Но попытки их не увенчались успехом. Подстрекаемый ли другими или из личного упрямства, Мартынов не уступал. Его тешила роль непреклонного; он даже повеселел и не раз подсмеивался над “путешествующим противником своим”. Пришлось предоставить дуэли осуществиться. Но все же никто из участвующих не верил в ее серьезность, в убеждении, что противники, обменявшись выстрелами, помирятся, и все закончится веселою пирушкой. Сам Лермонтов говорил, что у него рука не поднимется на Мартынова и что он выстрелит в воздух.


Дуэль Лермонтова с Мартыновым

15 июля было назначено днем для поединка. Дали знать Лермонтову в Железноводске. Ему приходилось ехать через немецкую колонию Каррас. Там должны были встретить его товарищи.
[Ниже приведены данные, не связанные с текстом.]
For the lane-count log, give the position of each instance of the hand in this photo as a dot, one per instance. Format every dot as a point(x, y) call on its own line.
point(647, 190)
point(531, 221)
Местом же дуэли выбрали подножие Машука на половине дороги между колонией и Пятигорском. Некоторые надеялись, что в Каррасе удастся помирить противников. Поэтому Лермонтов должен был там обедать; привезли туда и Мартынова. Противники раскланялись, но вместо слов примирения Мартынов напомнил о том, что пора бы дать ему удовлетворение, на что Лермонтов выразил всегдашнюю свою готовность. Около шести часов прибыли на место поединка. Оставив лошадей у проводника, Лермонтов со своими секундантами (секундантами были Столыпин, Глебов, Трубецкой и Васильчиков, но с которой из сторон кто из них был, осталось невыясненным) пошел вверх, к полянке между двумя кустами. Мартынов был уже там. Докторов не было, так как дуэли не придавали серьезного значения, не было даже приготовлено экипажа на случай, если кто-нибудь будет ранен.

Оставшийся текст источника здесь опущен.